Two years earlier, he had estimated in an interview with the same newspaper to be "of public utility": "I say it without any modesty. I have made life easier for people, from the card of mobile phones to the Vitale card, via the Blue Card. But I do not deserve the Nobel Prize for all that, the chip is not a discovery but an invention ".
The invention of the smart card has led to multiple uses, such as the bank credit card, the SIM card used in mobile telephones or the Vitale de la Sécurité Sociale card.
But if Roland Moreno will file some 45 patents until 1979 - which would have brought him a total of 100 million euros - these patents in turn fell into the public domain after twenty years, the last having escaped him in 1999.
The company Innovatron then found itself in a very difficult financial situation, it laid off a large part of its staff and sold several of its activities.
Today, it is focusing in particular on the development of contactless cards, such as the one used for the Navigo pass used in Parisian public transport.
In 2000, Roland Moreno announced that he would offer one million francs to anyone who succeeded in violating an existing smart card within three months, a bet he had won.
Father of two daughters, Mr.

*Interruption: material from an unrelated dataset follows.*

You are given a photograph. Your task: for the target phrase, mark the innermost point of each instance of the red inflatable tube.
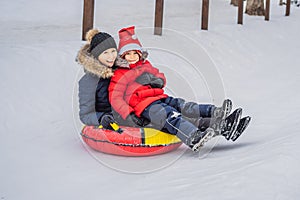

Moreno was also the author of several books: Eurêka, Théorie du bordel ambient, and Carte à puce, the secret story.
He was made an officer of the Legion of Honor in 2009.
To France Soir who asked him if he had a fantasy, Roland Moreno replied: "I am already quoted in dictionaries such as Larousse or Littré, but my ambition would be to enter the Musée Grévin. For me, it would be the most formidable consecration ".
"It is said that God owes a lot to Johann Sebastian Bach. Well, I would like people to say that the French owe a lot to Moreno," he added.